Table 21: Lists those pests which have often shown resistance to conventional pesticides:
Leaf miners (Diptera)
Plutella xylostella (Lepitoptera)
Spider mites, caterpillars (Lepidoptera)
Leaf miners, aphids
Whiteflies, leaf miners, nematodes
Neem pesticides were successfully applied against all the pests mentioned except spider mites.
It can be concluded that neem pesticides are increasingly used where conventional pesticides are no longer effective. This market is expected to increase in the future.
6.) Market for agricultural and horticultural products, and
7.) Significance of pesticide residue level on agricultural produce:
Agricultural production in Kenya can be divided in two sectors: production for the domestic market and for the export market, which is of some relevance for the demand for neem.

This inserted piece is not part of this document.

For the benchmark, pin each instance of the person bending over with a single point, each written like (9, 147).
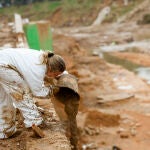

The majority of the agricultural produce exported is designated for the European Union and has to fulfil the strict requirements for minimum residual levels of pesticides (MRLs). The guidelines for MRLs will be even stricter and better enforced in future. Since neem decays very fast in the environment, the demand will be related to the export volume of agricultural produce. Based on both factors (MRLs and volume) it can be expected that the demand will rise in future.
At the end of 1999 the agricultural produce in Kenya assigned to domestic markets was not checked against the MRLs and most of the consumers did not show any concern or sensitivity with regard to this problem. Recently, however, the authorities have appealed to farmers to reduce the application of conventional pesticides (see Chapter 2).
It can be expected for the future that as in many other countries the consumers will show increasing concern about the contamination by pesticides. In the long-term it might be expected that the Kenyan authorities will pass and enforce MRLs for internal markets.
An increasing demand for neem-based products can be expected on both the domestic and foreign markets.
8.) Price of neem products relative to conventional pesticides
The relevance of the prices to the demand for neem-based pesticides depends on the specific situation of the farmers.
If the farmers have severe pest problems, e.g. due to resistant pests, the price of neem products is of secondary importance. The same holds in cases of pest gradations in (certified) organic farming systems, e.g. according to IFOAM standards.
The price relative to conventional pesticides could be of some importance for other producers applying pesticides not for the sole reason of resistant pests. The medium and long-term effects of switching to neem have to be taken into consideration, including the avoidance of side-effects such as intoxication, costs arising from environmental hazards and water contamination. One good example is described above (see pests of cut flowers).
More information and more knowledge about such benefits will improve the cost-benefit relationship and will certainly increase the demand for neem products in the future.